As oportunidades das Olimpíadas [Rio 2016] para cada agente do setor


(Construção Mercado) – 12/09

Como cada segmento – e classe profissional – pode participar dos preparativos para as Olimpíadas

Construtora de obra pública
A maior parte dos investimentos para os Jogos Olímpicos deverá sair dos cofres públicos. O gasto inicialmente previsto pelo Comitê Organizador é de R$ 23 bilhões, dos quais, cerca da metade será aplicada na expansão e no aperfeiçoamento do sistema de transporte de massa. “Como boa parte dos equipamentos esportivos já terá sido construída, sobretudo por herança do Pan-Americano de 2007 e da Copa do Mundo de 2014, a maior parcela dos recursos deverá ser utilizada em obras de infraestrutura”, afirma o presidente do Sinicon (Sindicato Nacional da Construção Pesada), Luiz Fernando Reis.
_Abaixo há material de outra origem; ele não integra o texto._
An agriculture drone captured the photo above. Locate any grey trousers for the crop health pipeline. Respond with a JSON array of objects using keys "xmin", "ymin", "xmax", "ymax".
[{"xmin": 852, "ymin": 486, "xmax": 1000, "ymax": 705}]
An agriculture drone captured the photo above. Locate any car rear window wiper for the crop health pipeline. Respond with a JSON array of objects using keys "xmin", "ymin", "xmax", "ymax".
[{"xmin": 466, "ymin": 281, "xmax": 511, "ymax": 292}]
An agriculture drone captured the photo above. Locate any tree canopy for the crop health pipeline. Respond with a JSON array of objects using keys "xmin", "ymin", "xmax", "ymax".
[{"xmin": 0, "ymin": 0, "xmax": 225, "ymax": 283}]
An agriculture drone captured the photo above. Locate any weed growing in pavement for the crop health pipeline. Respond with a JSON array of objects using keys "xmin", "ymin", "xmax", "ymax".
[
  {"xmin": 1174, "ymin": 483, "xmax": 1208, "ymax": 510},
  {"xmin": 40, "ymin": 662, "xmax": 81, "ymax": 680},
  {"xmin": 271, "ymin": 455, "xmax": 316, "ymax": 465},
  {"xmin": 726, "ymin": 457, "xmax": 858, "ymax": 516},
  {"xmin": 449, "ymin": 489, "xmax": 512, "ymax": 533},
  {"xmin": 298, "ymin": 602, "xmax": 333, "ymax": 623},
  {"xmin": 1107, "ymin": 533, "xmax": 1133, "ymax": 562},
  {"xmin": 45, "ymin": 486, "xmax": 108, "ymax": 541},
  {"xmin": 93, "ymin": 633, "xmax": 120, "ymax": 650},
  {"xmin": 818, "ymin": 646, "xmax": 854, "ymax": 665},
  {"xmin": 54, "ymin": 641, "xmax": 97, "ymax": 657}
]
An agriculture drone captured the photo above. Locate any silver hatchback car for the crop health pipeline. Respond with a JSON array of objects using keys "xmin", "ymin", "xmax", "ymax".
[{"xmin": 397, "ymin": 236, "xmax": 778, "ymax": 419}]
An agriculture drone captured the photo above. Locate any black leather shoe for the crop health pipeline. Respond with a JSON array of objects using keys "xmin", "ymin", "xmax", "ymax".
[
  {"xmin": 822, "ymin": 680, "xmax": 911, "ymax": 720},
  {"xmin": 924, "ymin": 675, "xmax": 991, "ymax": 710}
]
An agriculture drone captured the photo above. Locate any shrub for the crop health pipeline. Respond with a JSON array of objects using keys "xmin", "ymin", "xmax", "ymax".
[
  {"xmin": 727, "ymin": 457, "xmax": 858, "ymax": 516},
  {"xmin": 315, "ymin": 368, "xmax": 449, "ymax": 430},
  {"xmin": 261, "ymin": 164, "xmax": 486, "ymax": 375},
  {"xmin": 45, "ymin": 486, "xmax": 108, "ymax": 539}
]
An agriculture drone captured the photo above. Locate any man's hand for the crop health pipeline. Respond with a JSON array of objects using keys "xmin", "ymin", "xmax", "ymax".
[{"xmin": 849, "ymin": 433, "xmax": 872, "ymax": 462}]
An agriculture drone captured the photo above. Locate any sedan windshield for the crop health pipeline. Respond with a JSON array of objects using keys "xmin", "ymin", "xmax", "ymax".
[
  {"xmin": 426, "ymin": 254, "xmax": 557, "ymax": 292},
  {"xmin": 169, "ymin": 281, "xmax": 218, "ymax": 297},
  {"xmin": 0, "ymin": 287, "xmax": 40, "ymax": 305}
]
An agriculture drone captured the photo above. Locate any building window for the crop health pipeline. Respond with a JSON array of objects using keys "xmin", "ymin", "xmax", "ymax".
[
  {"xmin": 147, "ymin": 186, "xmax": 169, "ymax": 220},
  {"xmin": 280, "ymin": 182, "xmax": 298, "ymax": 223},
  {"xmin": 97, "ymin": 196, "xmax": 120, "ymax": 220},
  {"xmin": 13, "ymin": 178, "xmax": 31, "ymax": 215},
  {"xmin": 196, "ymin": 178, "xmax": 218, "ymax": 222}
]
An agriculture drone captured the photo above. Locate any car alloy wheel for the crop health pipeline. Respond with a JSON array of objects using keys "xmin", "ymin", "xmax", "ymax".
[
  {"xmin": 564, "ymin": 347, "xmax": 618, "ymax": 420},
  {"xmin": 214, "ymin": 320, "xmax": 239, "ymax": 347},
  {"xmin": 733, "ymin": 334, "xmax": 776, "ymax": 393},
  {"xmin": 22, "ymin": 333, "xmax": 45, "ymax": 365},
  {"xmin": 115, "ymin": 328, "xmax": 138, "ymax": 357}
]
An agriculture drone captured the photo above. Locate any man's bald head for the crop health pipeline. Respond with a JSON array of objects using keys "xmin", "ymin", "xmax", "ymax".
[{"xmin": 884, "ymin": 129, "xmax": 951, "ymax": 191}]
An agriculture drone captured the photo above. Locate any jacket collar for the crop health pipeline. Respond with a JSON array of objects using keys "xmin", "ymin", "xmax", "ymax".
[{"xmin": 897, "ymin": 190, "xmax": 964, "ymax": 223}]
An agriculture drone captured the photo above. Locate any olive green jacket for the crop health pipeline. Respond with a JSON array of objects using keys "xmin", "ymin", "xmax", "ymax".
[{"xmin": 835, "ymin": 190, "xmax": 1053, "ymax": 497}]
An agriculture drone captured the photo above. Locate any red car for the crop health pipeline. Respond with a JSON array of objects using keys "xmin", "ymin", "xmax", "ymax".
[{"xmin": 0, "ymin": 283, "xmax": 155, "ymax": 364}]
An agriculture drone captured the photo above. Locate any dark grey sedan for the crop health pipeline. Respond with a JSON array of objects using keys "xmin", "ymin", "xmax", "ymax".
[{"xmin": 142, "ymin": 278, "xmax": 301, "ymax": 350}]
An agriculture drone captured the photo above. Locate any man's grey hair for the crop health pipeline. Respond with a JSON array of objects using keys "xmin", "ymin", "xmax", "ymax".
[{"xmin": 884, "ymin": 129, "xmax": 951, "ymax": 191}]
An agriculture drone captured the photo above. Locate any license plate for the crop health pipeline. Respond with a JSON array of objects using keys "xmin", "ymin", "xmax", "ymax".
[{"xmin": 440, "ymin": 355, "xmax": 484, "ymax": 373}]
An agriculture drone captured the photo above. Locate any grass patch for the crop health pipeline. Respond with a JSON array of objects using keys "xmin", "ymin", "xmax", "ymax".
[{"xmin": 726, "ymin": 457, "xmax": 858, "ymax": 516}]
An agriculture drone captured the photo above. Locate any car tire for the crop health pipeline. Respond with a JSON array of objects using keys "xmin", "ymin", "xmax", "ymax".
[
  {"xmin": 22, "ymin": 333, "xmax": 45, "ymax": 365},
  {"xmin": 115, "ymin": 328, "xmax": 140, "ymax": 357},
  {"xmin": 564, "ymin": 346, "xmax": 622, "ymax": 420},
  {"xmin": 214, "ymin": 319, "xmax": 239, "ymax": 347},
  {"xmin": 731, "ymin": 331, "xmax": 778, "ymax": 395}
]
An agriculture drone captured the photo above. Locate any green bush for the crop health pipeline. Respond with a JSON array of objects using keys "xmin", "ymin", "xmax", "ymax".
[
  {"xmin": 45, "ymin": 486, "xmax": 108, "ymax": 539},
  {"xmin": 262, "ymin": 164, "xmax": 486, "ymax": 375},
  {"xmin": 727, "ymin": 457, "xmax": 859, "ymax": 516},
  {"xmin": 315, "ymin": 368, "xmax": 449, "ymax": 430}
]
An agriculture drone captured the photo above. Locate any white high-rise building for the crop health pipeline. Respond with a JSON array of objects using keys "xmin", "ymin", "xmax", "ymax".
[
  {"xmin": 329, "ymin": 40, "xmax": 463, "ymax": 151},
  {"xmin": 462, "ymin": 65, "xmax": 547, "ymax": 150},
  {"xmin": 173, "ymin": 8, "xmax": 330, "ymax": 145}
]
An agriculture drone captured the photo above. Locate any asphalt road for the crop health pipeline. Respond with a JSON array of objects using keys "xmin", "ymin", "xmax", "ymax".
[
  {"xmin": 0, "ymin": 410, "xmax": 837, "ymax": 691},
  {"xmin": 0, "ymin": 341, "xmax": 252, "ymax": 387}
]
O pacote inclui a modernização de ferrovias, a duplicação de vias e a ampliação do Aeroporto Internacional Tom Jobim, este último a ser concluído antes da Copa do Mundo de Futebol de 2014. Embora não tenha sido inserido no relatório apresentado ao COI (Comitê Olímpico Internacional), a intenção dos governos estadual e municipal é a de que o sistema metroviário também seja ampliado, para ligar a zona Sul e a Barra da Tijuca, uma das regiões da cidade a sediar os jogos.

Entre os projetos que podem gerar oportunidades para as construtoras de obras públicas destacam-se, também, a implementação do BRT (Bus Rapid Transit) e a construção do corredor viário T-5 com 30 km de extensão, ligando bairros da zona Oeste da cidade. Segundo anúncio da prefeitura, essa obra deve ser iniciada no primeiro semestre de 2010. Inicialmente, estão previstos três trajetos: Barra-Penha, Barra-Deodoro e Barra-Santa Cruz.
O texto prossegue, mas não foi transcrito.